This ETF is suited for investors:
-Medium to high-risk tolerance investors with long term horizon;
-Investors who seek an all-in-one solution. VEQT is diversified across various economic sectors and geographic markets.
Comparison: VEQT vs HGRO vs XEQT
Name | DivYield | Mgmnt Fee |
HGRO – Horizons Growth Tri ETF | 1.15 | 0.16 |
VEQT – Vanguard All Equity ETF Portfolio | 1.23 | 0.24 |
XEQT – Ishares Core Equity ETF | 1.53 | 0.20 |
HGRO, the Horizons Growth Tri ETF, boasts the most competitive management fees, at just 0.16%. The fee differences among these three ETFs are quite slight.
Each of these ETFs distributes dividends. iShares’ XEQT leads with a 1.53% dividend yield, followed by VEQT at 1.23%. Nonetheless, the main goal of these growth-oriented ETFs is to achieve long-term growth.
If you are looking for ETFs that focus on generating high dividend income, you can consult our previous post.
Performance: VEQT vs HGRO vs XEQT
In assessing performance, the available data is somewhat constrained as all-in-one ETFs are relatively recent additions to the market. Over the past three years, XEQT and VEQT have demonstrated the highest average returns.
VEQT and XEQT exhibit generally comparable performances.
In the realm of liquidity, HGRO trails behind XEQT and VEQT in popularity. Specifically, HGRO’s assets under management (AUM) are around 200 million. The lower AUM indicates reduced liquidity when trading HGRO. VEQT stands out for its excellent liquidity, attributed to its substantial assets under management, totaling 1.1 billion dollars.
VEQT Review: Geographic diversification
Country | VEQT % | HGRO % | XEQT % |
---|---|---|---|
United States of America | 42.9 | 76.2 | 48.4 |
Canada | 29.3 | 22.6 | 24.0 |
Asia | 9.9 | 0.1 | 10.1 |
Europe | 5.8 | 0.2 | 7 |
Latin America | 0.8 | 0.2 | 0.4 |
Africa | 0.3 | 0 | 0.2 |
If you are looking for a diversified ETF with exposure to international market, XEQT and VEQT are the best options available. As you can see in the table above, HGRO has a limited exposure to international markets.

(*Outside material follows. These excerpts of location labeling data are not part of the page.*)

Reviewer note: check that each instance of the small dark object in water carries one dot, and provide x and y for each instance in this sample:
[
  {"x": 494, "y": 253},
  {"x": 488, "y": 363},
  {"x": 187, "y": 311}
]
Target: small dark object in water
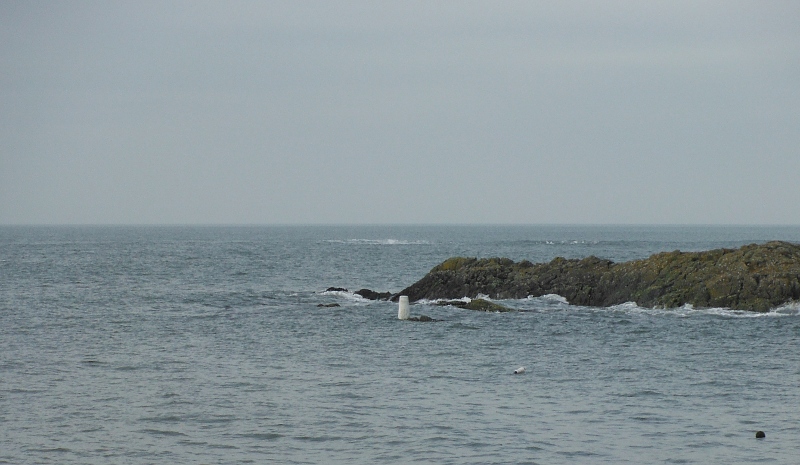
[
  {"x": 422, "y": 318},
  {"x": 373, "y": 295}
]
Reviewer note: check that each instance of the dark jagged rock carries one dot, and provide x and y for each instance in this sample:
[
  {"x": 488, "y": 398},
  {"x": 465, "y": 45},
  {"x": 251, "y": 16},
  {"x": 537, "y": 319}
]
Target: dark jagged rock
[
  {"x": 753, "y": 277},
  {"x": 481, "y": 305},
  {"x": 372, "y": 295}
]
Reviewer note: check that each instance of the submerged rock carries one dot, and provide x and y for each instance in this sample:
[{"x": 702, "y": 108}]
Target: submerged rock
[
  {"x": 753, "y": 277},
  {"x": 373, "y": 295},
  {"x": 481, "y": 305},
  {"x": 422, "y": 318},
  {"x": 336, "y": 289}
]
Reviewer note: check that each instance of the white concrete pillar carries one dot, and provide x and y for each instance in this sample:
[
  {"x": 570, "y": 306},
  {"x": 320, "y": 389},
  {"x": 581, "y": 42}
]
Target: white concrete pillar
[{"x": 402, "y": 311}]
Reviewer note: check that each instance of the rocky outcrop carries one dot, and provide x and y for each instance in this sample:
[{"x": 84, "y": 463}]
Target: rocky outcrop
[
  {"x": 481, "y": 305},
  {"x": 754, "y": 277},
  {"x": 373, "y": 295}
]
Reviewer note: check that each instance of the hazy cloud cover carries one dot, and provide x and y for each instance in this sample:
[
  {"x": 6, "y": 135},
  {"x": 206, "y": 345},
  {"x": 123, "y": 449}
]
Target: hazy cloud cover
[{"x": 404, "y": 112}]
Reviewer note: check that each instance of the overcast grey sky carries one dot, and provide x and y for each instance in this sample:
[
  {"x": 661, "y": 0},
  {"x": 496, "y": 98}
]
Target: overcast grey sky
[{"x": 409, "y": 112}]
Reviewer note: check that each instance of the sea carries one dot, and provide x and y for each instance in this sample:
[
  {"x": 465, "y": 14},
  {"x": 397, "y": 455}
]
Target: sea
[{"x": 209, "y": 345}]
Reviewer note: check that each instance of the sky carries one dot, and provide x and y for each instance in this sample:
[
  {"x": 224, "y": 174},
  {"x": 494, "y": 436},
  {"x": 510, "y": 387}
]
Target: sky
[{"x": 412, "y": 112}]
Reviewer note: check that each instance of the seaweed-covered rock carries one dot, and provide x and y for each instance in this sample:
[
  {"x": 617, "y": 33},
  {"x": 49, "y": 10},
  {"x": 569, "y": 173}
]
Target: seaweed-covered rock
[
  {"x": 753, "y": 277},
  {"x": 373, "y": 295},
  {"x": 481, "y": 305}
]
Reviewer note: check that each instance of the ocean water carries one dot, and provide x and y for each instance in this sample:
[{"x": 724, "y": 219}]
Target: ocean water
[{"x": 206, "y": 345}]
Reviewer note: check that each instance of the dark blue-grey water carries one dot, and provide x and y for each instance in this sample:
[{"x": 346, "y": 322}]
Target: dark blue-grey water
[{"x": 205, "y": 345}]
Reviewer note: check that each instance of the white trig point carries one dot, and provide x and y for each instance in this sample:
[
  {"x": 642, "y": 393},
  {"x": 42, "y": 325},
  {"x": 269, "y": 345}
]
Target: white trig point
[{"x": 402, "y": 310}]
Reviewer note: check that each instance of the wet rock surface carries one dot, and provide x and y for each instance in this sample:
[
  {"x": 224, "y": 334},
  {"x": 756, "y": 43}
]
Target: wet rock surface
[{"x": 755, "y": 277}]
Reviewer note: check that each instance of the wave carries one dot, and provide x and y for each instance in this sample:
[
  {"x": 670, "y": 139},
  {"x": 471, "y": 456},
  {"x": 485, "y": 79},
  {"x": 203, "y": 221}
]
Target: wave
[
  {"x": 348, "y": 295},
  {"x": 377, "y": 242}
]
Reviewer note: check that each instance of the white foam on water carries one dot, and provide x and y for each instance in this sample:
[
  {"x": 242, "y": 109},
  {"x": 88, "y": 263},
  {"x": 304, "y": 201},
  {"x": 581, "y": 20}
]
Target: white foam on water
[
  {"x": 346, "y": 295},
  {"x": 466, "y": 300},
  {"x": 550, "y": 298}
]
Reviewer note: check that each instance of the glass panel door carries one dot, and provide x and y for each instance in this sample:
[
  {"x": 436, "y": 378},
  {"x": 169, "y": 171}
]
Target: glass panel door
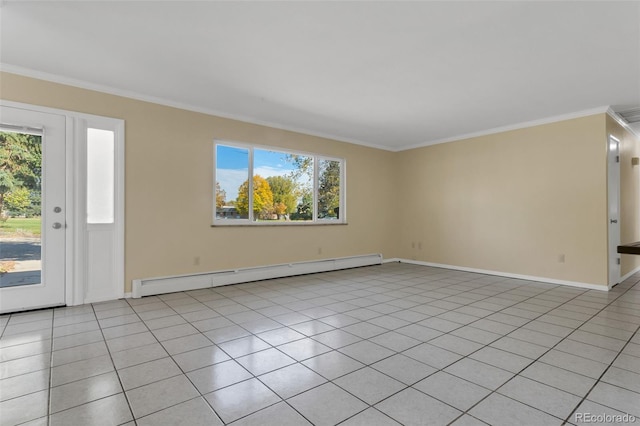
[
  {"x": 20, "y": 208},
  {"x": 32, "y": 190}
]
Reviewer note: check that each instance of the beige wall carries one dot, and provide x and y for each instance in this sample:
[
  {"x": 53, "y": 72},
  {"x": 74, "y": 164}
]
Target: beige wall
[
  {"x": 629, "y": 192},
  {"x": 169, "y": 157},
  {"x": 511, "y": 202}
]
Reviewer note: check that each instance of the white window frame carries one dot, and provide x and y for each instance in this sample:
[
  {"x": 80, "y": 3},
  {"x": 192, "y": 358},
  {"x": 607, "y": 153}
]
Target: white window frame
[{"x": 342, "y": 220}]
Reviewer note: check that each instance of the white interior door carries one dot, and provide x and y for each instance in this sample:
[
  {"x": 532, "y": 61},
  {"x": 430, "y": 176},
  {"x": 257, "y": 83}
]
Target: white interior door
[
  {"x": 613, "y": 191},
  {"x": 34, "y": 264}
]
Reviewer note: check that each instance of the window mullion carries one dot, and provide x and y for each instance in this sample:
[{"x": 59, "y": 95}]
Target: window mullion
[
  {"x": 315, "y": 188},
  {"x": 250, "y": 195}
]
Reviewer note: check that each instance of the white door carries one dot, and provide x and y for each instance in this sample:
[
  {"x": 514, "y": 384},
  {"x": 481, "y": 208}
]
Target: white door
[
  {"x": 33, "y": 262},
  {"x": 613, "y": 191}
]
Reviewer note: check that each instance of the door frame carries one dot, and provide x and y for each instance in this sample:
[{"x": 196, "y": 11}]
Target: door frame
[
  {"x": 76, "y": 287},
  {"x": 613, "y": 212}
]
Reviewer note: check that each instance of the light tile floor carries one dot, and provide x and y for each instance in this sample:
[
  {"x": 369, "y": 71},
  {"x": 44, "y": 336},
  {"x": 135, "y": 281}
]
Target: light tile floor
[{"x": 383, "y": 345}]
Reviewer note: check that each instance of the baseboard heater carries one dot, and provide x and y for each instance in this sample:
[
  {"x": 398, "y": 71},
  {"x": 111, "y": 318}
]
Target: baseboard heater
[{"x": 161, "y": 285}]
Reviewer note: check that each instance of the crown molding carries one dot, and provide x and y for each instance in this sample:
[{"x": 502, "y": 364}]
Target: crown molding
[
  {"x": 517, "y": 126},
  {"x": 54, "y": 78}
]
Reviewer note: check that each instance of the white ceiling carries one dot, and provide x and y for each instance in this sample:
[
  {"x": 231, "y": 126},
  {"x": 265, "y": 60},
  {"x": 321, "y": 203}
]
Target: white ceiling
[{"x": 388, "y": 74}]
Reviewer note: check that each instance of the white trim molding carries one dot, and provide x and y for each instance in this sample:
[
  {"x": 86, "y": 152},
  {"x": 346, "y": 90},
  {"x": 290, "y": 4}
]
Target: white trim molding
[
  {"x": 507, "y": 275},
  {"x": 171, "y": 284},
  {"x": 516, "y": 126},
  {"x": 629, "y": 274}
]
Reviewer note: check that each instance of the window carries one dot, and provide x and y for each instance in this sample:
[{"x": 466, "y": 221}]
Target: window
[
  {"x": 260, "y": 185},
  {"x": 100, "y": 176}
]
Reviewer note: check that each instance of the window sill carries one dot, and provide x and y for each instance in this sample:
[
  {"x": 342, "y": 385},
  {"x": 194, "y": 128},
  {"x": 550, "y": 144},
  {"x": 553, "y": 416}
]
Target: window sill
[{"x": 274, "y": 225}]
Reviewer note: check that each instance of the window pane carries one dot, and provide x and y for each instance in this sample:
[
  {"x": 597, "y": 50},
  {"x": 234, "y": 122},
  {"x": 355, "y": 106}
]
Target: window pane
[
  {"x": 282, "y": 183},
  {"x": 100, "y": 176},
  {"x": 328, "y": 189},
  {"x": 232, "y": 180}
]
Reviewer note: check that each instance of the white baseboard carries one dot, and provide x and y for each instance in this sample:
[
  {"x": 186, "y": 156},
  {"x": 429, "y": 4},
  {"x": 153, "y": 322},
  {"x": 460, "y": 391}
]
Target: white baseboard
[
  {"x": 635, "y": 271},
  {"x": 507, "y": 274},
  {"x": 161, "y": 285}
]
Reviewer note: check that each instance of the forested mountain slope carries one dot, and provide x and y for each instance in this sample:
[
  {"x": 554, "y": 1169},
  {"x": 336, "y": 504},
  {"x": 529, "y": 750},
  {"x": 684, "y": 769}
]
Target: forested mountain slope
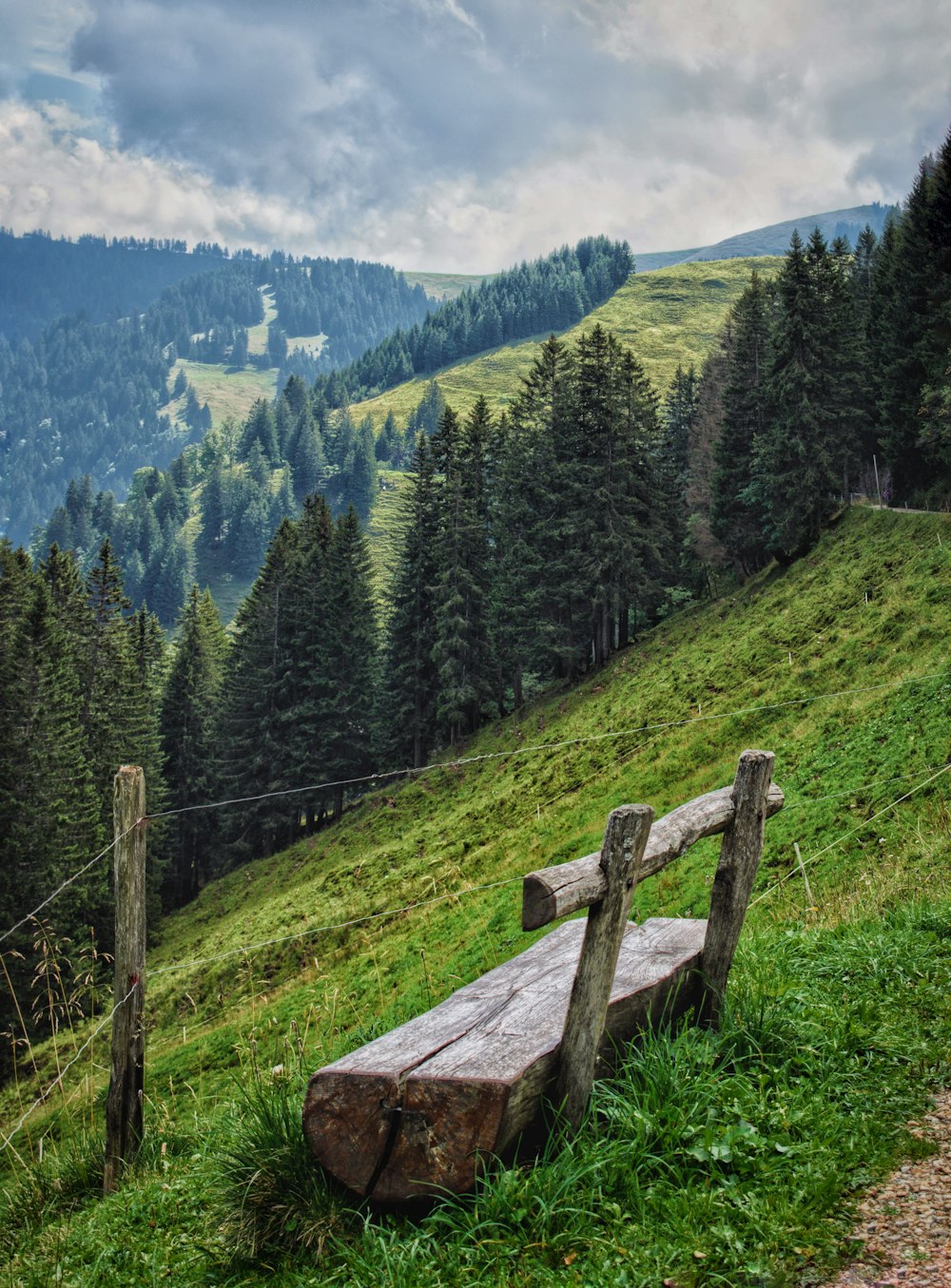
[
  {"x": 211, "y": 515},
  {"x": 100, "y": 398},
  {"x": 839, "y": 666},
  {"x": 773, "y": 239},
  {"x": 43, "y": 279},
  {"x": 670, "y": 317}
]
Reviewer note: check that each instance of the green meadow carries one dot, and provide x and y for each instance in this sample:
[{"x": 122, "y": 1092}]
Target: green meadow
[
  {"x": 710, "y": 1160},
  {"x": 669, "y": 317}
]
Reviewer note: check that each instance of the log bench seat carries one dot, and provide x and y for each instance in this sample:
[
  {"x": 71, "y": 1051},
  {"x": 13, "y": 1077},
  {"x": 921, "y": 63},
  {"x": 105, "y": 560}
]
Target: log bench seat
[
  {"x": 415, "y": 1112},
  {"x": 410, "y": 1113}
]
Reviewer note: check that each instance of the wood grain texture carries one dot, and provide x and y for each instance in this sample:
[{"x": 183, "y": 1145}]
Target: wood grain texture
[
  {"x": 565, "y": 888},
  {"x": 625, "y": 837},
  {"x": 124, "y": 1099},
  {"x": 414, "y": 1112},
  {"x": 736, "y": 871}
]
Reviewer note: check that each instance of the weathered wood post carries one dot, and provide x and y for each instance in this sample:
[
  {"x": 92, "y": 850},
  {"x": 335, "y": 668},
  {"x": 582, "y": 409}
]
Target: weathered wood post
[
  {"x": 124, "y": 1100},
  {"x": 740, "y": 855},
  {"x": 624, "y": 844}
]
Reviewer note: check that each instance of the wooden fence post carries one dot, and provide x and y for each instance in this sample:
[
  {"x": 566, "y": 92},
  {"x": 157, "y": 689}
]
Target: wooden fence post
[
  {"x": 124, "y": 1100},
  {"x": 740, "y": 855},
  {"x": 624, "y": 844}
]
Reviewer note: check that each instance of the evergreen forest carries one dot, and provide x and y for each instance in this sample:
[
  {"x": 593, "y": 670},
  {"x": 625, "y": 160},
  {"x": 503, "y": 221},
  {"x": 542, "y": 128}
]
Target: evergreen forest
[{"x": 534, "y": 545}]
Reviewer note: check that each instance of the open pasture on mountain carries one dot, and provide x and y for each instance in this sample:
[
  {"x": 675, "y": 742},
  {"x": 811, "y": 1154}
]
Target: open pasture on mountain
[{"x": 669, "y": 317}]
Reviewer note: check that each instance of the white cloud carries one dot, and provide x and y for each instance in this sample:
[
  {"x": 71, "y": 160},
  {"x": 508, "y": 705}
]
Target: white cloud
[
  {"x": 464, "y": 134},
  {"x": 54, "y": 175}
]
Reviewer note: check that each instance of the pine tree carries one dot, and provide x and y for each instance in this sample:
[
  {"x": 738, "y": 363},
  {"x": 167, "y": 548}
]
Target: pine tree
[
  {"x": 188, "y": 725},
  {"x": 736, "y": 518},
  {"x": 304, "y": 686},
  {"x": 410, "y": 681},
  {"x": 349, "y": 661},
  {"x": 253, "y": 725},
  {"x": 460, "y": 648},
  {"x": 795, "y": 463}
]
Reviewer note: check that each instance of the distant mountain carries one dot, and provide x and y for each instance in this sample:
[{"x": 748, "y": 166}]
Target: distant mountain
[
  {"x": 773, "y": 240},
  {"x": 43, "y": 279}
]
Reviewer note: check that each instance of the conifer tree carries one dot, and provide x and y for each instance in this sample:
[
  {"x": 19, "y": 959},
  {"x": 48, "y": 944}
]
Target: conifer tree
[
  {"x": 189, "y": 715},
  {"x": 795, "y": 464},
  {"x": 460, "y": 648},
  {"x": 736, "y": 519},
  {"x": 253, "y": 726},
  {"x": 349, "y": 661},
  {"x": 410, "y": 681}
]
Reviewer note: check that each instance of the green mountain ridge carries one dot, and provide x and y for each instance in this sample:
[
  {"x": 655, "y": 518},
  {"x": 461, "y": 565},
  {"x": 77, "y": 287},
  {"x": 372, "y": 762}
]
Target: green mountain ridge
[
  {"x": 838, "y": 664},
  {"x": 775, "y": 239}
]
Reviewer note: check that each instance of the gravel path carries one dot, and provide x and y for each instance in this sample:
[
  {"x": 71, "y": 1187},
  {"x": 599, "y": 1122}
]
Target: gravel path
[{"x": 904, "y": 1225}]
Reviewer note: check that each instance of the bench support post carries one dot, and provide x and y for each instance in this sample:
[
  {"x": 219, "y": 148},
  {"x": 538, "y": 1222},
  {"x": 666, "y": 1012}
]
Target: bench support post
[
  {"x": 740, "y": 855},
  {"x": 624, "y": 844}
]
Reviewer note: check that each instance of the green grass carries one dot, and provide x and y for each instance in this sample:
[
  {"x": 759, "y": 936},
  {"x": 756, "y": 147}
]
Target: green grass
[
  {"x": 668, "y": 317},
  {"x": 383, "y": 535},
  {"x": 748, "y": 1147},
  {"x": 446, "y": 285},
  {"x": 229, "y": 393}
]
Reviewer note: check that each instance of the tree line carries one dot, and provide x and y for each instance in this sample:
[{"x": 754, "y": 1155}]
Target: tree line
[
  {"x": 549, "y": 294},
  {"x": 833, "y": 377},
  {"x": 91, "y": 397}
]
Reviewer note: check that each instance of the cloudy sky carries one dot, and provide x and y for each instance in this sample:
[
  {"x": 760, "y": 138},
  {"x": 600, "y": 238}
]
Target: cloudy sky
[{"x": 460, "y": 134}]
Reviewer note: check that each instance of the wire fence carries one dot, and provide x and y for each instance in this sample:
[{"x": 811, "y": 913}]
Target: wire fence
[
  {"x": 535, "y": 748},
  {"x": 935, "y": 773},
  {"x": 44, "y": 1095}
]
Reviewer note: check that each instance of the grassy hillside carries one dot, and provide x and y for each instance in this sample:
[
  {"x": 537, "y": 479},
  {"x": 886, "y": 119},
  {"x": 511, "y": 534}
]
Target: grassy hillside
[
  {"x": 445, "y": 286},
  {"x": 231, "y": 392},
  {"x": 669, "y": 317},
  {"x": 770, "y": 240},
  {"x": 714, "y": 1161}
]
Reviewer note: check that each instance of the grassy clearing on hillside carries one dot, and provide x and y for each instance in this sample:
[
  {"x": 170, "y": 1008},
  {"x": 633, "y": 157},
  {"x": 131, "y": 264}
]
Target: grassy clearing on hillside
[
  {"x": 668, "y": 317},
  {"x": 384, "y": 533},
  {"x": 228, "y": 393},
  {"x": 747, "y": 1147},
  {"x": 446, "y": 285}
]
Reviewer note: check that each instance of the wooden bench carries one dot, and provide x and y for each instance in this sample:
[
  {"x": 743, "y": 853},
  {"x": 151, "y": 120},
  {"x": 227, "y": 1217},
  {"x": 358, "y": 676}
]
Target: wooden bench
[{"x": 413, "y": 1113}]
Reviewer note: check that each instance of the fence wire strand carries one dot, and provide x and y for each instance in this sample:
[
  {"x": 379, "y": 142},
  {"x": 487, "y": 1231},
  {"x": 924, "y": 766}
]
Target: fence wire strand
[
  {"x": 845, "y": 836},
  {"x": 44, "y": 1095}
]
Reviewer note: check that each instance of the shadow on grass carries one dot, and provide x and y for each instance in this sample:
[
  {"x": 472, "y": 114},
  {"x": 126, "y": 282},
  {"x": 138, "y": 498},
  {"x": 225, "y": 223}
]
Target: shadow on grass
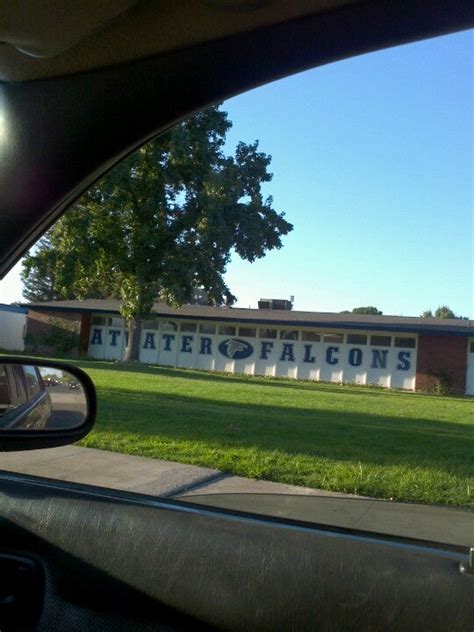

VEQT review: Sector diversification
Sector Classs | VEQT | HGRO | XEQT |
---|---|---|---|
Financial Services | 19.8 | 10.6 | 18.9 |
Technology | 17.6 | 21.1 | 17.9 |
Industrials | 11.0 | 5.3 | 11.1 |
Consumer Cyclical | 9.6 | 8.1 | 9.9 |
Healthcare | 8.8 | 6.3 | 9.7 |
Comm. Services | 7.8 | 9.2 | 7.9 |
Consumer Defensive | 6.0 | 3.8 | 6.2 |
Basic Materials | 6.8 | 2.1 | 5.8 |
Energy | 5.8 | 2.9 | 5.5 |
Real Estate | 3.3 | 1.0 | 3.6 |
Utilities | 3.0 | 1.5 | 3.0 |
In terms of sector diversification, all three ETFs invest in stocks on companies operating in the various economic sector. XEQT and VEQT are similar, with financial services and technology at the top at around 18% each. On the other hand, HGRO invests 21.1% in the technology sector and only 10.6% in financial services.
VEQT Holdings
Please refer below to the top 10 stocks owned by VEQT indirectly (Note: VEQT creates your portfolio by investing in various vanguard ETFs. )
Holding Name | % Weight |
---|---|
Apple Inc. | 2.08% |
Shopify Inc. Class A | 2.04% |
Microsoft Corp. | 1.98% |
Royal Bank of Canada | 1.90% |
Toronto-Dominion Bank | 1.61% |
Amazon.com Inc. | 1.32% |
Enbridge Inc. | 1.08% |
Bank of Nova Scotia | 1.0% |
Brookfield Asset Management Inc. Class A | 0.95% |
Canadian National Railway Co. | 0.92% |
Conclusion
All-in-one growth ETFs present a host of advantages for investors. They typically come with low fees, making them a cost-effective choice. Furthermore, many brokers now offer commission-free trades on ETFs, enhancing their appeal. These funds are particularly well-suited for passive investors who have a long-term investment horizon. They offer the benefit of diversification, spreading investments across various assets to mitigate risk. Additionally, investors need not worry about rebalancing their portfolios, as this is managed by the fund’s professionals.
VEQT, in particular, stands out with its relatively low management fees. It provides broad international exposure, allowing investors to tap into global markets. This ETF has demonstrated excellent performance coupled with low volatility, making it an attractive option for those seeking steady growth.